GigaOm offers a fascinating glimpse into Netflix’s EC2 architecture: Netflix shows off how it does Hadoop in the cloud:
“Hadoop is more than a platform on which data scientists and business analysts can do their work. Aside from their 500-plus-nod[sic] cluster of Elastic MapReduce instances, there’s another equally sized cluster for extract-transform-load (ETL) workloads – essentially, taking data from other sources and making it easy to analyze within Hadoop. Netflix also deploys various “development” clusters as needed, presumably for ad hoc experimental jobs.”
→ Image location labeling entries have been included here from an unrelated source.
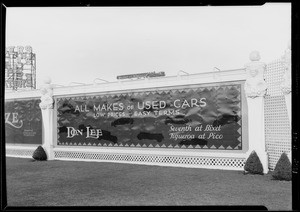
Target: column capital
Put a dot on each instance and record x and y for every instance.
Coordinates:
(255, 85)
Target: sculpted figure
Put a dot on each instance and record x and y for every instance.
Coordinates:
(286, 86)
(47, 95)
(255, 84)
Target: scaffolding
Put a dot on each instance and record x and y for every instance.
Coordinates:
(20, 68)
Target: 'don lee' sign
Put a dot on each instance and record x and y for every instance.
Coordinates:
(200, 117)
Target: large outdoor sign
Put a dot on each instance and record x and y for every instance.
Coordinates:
(23, 122)
(196, 117)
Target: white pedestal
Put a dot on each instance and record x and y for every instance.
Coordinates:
(256, 130)
(47, 115)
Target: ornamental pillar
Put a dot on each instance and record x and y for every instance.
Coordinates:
(255, 89)
(286, 86)
(46, 106)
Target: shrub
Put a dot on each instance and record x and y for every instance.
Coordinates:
(253, 164)
(39, 154)
(283, 169)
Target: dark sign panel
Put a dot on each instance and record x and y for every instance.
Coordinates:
(201, 117)
(23, 122)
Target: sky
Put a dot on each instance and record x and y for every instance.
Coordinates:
(80, 44)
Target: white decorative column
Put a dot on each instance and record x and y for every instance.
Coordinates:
(286, 86)
(46, 106)
(255, 89)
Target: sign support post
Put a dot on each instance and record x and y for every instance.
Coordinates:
(46, 106)
(255, 89)
(286, 86)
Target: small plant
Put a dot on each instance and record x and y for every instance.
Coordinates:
(283, 168)
(253, 164)
(39, 154)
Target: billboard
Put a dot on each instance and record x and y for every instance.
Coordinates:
(201, 117)
(23, 122)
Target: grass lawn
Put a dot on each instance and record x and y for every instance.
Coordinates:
(65, 183)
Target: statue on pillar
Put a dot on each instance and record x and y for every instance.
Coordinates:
(47, 95)
(285, 86)
(255, 84)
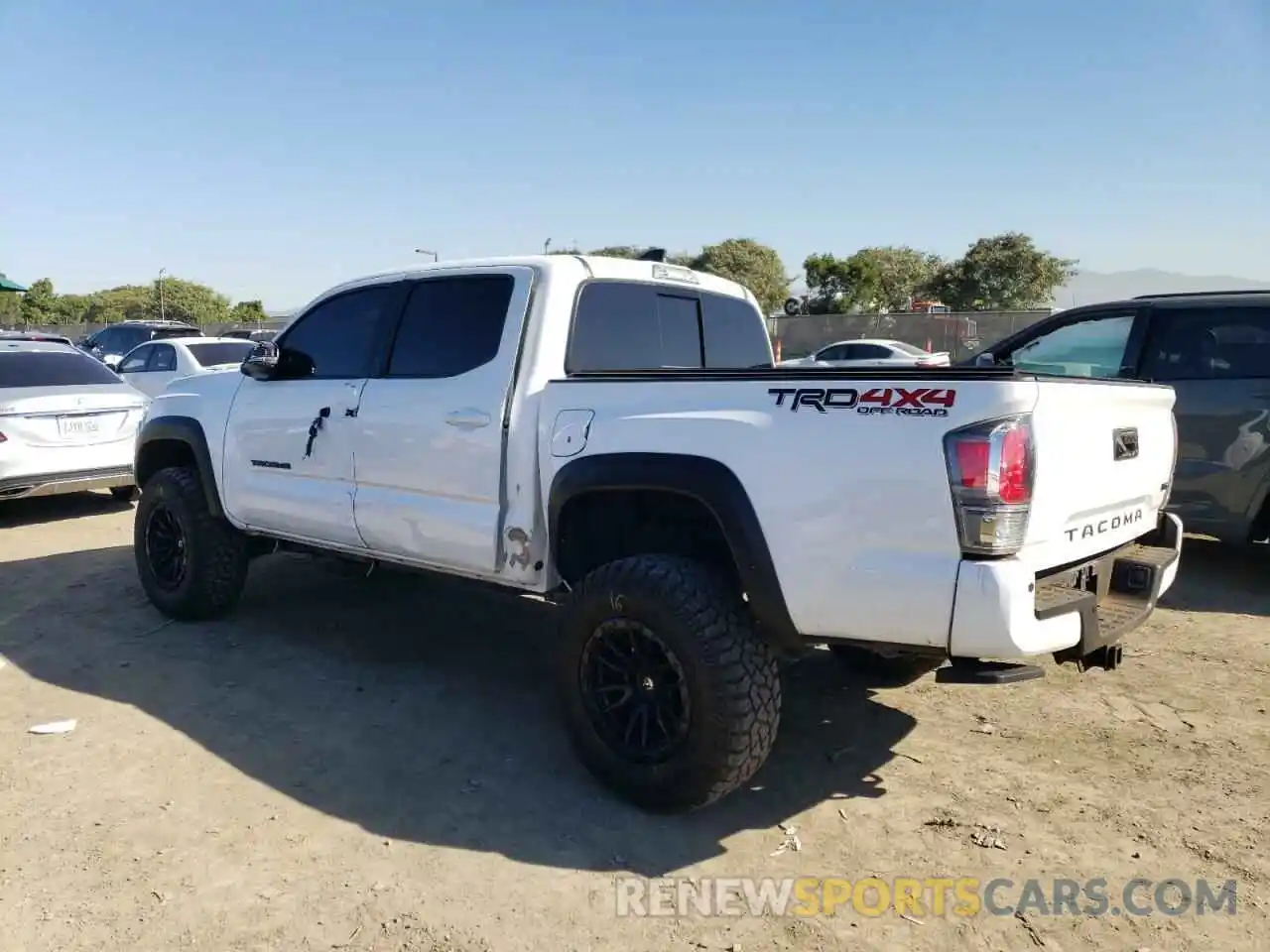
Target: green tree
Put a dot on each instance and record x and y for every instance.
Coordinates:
(898, 275)
(40, 303)
(189, 301)
(839, 285)
(248, 312)
(617, 252)
(10, 308)
(751, 264)
(121, 303)
(72, 308)
(1005, 272)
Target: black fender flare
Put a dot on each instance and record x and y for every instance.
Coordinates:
(190, 431)
(716, 488)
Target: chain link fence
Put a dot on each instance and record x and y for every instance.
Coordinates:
(960, 334)
(76, 331)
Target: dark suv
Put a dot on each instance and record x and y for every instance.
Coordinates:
(112, 343)
(1214, 350)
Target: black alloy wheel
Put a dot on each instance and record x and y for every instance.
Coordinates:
(635, 692)
(167, 548)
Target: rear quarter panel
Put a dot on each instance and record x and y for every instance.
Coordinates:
(855, 506)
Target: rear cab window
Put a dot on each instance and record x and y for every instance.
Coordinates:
(626, 325)
(1209, 343)
(53, 368)
(220, 353)
(1093, 347)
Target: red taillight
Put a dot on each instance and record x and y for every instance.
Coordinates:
(971, 462)
(991, 470)
(1015, 472)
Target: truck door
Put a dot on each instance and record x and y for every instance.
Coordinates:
(289, 440)
(431, 428)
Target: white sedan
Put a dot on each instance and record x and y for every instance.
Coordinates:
(870, 353)
(67, 422)
(153, 366)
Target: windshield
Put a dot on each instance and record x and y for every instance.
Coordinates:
(221, 352)
(48, 368)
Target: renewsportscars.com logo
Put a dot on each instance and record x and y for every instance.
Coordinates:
(910, 896)
(879, 402)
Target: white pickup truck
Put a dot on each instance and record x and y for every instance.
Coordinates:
(612, 435)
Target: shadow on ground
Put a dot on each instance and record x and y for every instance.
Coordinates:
(16, 513)
(1220, 578)
(414, 707)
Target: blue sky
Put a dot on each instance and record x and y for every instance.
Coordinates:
(275, 148)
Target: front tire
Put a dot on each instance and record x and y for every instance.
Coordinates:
(670, 697)
(191, 563)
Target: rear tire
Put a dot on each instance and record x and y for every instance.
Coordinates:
(191, 563)
(885, 670)
(708, 687)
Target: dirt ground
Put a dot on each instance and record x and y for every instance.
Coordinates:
(376, 765)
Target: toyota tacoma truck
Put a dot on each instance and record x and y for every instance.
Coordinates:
(612, 435)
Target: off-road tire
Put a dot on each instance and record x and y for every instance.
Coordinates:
(730, 674)
(217, 553)
(884, 670)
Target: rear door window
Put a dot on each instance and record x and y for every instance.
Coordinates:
(643, 326)
(136, 359)
(1093, 347)
(53, 368)
(338, 338)
(222, 352)
(871, 352)
(1209, 343)
(451, 325)
(164, 359)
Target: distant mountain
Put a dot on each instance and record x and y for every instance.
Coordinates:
(1093, 287)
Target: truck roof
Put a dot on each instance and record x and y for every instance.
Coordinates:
(580, 267)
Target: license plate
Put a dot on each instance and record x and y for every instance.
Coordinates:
(79, 425)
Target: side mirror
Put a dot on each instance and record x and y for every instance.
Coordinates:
(262, 363)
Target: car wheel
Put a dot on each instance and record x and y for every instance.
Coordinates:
(892, 670)
(191, 563)
(671, 698)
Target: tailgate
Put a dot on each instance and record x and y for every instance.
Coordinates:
(1105, 454)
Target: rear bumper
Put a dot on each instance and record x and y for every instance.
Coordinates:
(1003, 610)
(60, 483)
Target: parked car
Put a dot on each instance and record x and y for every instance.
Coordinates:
(112, 343)
(1213, 349)
(67, 422)
(33, 335)
(153, 366)
(611, 435)
(870, 353)
(245, 334)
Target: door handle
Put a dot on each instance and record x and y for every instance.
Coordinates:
(467, 419)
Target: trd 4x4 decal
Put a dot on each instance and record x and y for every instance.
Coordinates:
(885, 402)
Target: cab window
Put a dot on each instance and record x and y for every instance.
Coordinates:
(1093, 347)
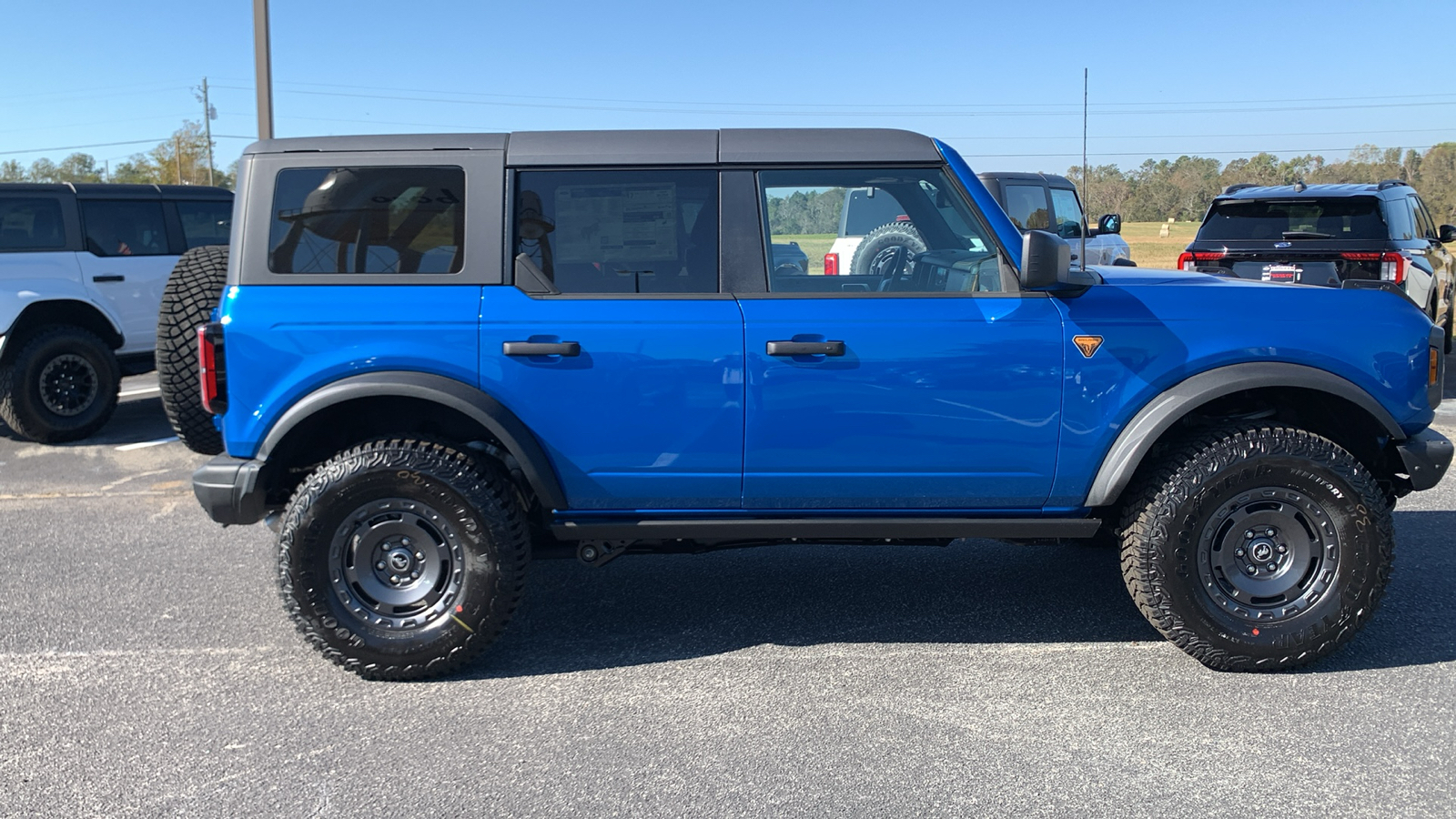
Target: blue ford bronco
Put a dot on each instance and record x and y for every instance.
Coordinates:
(436, 353)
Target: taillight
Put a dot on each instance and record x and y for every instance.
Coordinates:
(1188, 261)
(1392, 264)
(211, 368)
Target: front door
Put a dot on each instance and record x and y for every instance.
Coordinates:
(936, 387)
(631, 375)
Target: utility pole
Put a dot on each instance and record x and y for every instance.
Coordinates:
(207, 123)
(262, 69)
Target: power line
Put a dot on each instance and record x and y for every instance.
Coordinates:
(1383, 96)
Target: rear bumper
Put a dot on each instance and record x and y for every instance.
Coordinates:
(1426, 455)
(229, 490)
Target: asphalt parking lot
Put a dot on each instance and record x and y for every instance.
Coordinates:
(147, 668)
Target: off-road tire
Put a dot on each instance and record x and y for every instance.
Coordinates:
(62, 385)
(188, 300)
(364, 501)
(881, 239)
(1187, 515)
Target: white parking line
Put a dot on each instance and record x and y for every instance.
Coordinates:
(146, 443)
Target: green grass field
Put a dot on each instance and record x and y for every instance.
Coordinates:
(814, 245)
(1150, 249)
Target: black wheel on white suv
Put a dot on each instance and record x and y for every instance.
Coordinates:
(191, 295)
(62, 385)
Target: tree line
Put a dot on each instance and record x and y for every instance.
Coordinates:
(178, 160)
(1183, 188)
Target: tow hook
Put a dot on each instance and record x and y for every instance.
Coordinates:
(599, 552)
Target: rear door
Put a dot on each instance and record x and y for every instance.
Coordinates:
(632, 373)
(127, 261)
(939, 388)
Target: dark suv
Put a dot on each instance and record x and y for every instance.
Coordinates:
(440, 353)
(1332, 237)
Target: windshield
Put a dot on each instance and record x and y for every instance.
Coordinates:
(1346, 217)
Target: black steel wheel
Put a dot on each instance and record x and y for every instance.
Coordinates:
(1257, 548)
(62, 385)
(404, 559)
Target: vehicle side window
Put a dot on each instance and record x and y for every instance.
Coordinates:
(934, 242)
(1067, 213)
(1424, 228)
(31, 223)
(1401, 219)
(116, 228)
(619, 230)
(1026, 206)
(206, 222)
(369, 219)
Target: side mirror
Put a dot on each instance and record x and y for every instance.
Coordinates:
(1046, 259)
(1110, 223)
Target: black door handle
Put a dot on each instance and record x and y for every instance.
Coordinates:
(541, 349)
(804, 349)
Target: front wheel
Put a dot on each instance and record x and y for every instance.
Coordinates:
(404, 559)
(62, 385)
(1257, 548)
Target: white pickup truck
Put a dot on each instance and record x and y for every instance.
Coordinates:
(82, 271)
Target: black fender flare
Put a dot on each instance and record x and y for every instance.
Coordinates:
(463, 398)
(1165, 410)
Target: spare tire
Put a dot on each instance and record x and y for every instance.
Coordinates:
(193, 293)
(868, 256)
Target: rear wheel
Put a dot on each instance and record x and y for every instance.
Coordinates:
(404, 559)
(1257, 548)
(62, 385)
(191, 295)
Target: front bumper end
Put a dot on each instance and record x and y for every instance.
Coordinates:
(1426, 457)
(230, 493)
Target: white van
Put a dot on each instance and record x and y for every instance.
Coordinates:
(82, 271)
The big data users I have spoken with about data security agreed that data masking at that scale is infeasible. Given the rate of data insertion (also called ‘velocity’), masking sensitive data before loading it into a cluster would require “an entire ETL cluster to front the Hadoop cluster”. But apparently it’s doable, and Netflix did just that – fronted its analytics cluster with a data transformation cluster, all within EC2. 500 nodes massaging data for another 500 nodes. While the ETL cluster is not used for masking, note that it is about the same size as the analysis cluster. It’s this one-to-one mapping that I often worry about with security. Ask yourself, “Do we need another whole cluster for masking?” No? Then what about NoSQL activity monitoring? What about IAM, application monitoring, and any other security tasks. Do you start to see the problem with bolting on security? Logging and auditing are embeddable – most everything else is not.
When the Cloud Security Alliance advised reinvestment of some savings back into security, I don’t think this is quite what they had in mind.